AS the battle over the devolution of some of the responsibilities of the Higher Education Commission rages on — the Supreme Court is set to hear the matter — a wider issue has been lost sight of: preparing the provinces for the responsibility of administering subjects devolved under the 18th Amendment. With 10 ministries now devolved and several more to follow, the centre and the provinces have yet to work out an agreement on either the financial aspects or the technical/capacity side of things.

On the financial side, the provinces are arguing that when the seventh NFC award was being negotiated they were given assurances by the centre that any ministries to be devolved under the 18th Amendment would be accounted for separately. However, the centre is claiming that because the NFC enhanced the share of the provinces from the total resources pool, the provinces should be able to pay for the new provincial ministries from their shares under the award. At stake, then, are both recurring expenditures, such as salaries and overheads, and the financing of existing projects approved and initiated by the federal ministries which have been devolved. There are two related problems: one, because overall revenue projections have not been realised, the centre is finding it difficult to meet the NFC commitments; two, the provinces have done little to enhance revenues raised at the provincial level, as also pledged under the NFC. With money so short, the new ministries at the provincial level risk being stillborn.
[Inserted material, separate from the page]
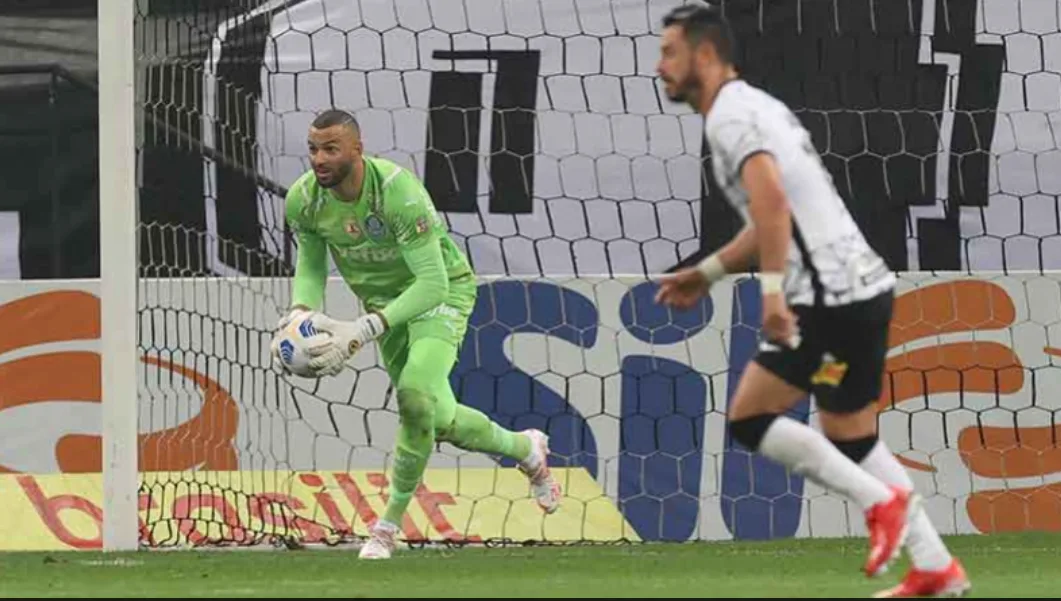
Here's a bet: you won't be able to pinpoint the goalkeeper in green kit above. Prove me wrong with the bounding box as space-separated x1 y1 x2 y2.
273 109 560 559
Next, the issue of capacity. The 18th Amendment envisaged a transition of powers to be completed in a certain time frame, but the timing, pace and modalities of the transfers have been left up to an implementation committee. But all subjects are not equal; some devolved powers raise questions that the implementation committee may not easily find answers to. For example, with the medicinal drugs policy becoming a provincial subject following the 18th Amendment, the country risks having multiple standards for drugs licensing. With the commercial stakes so high and powerful pharmaceutical interests at work, the possibility of substandard drugs making it to the market legally will go up. A possible solution would be to have an inter-provincial coordination body dealing with drugs licensing, but for that to happen the provinces and the centre would need to work together in a way that arguably goes beyond the mandate of the existing implementation committee. The furore over the HEC — indeed, before the implementation committee's clarification, we too had expressed our concerns about higher education being devolved — has tended to obscure these potentially more important, matters.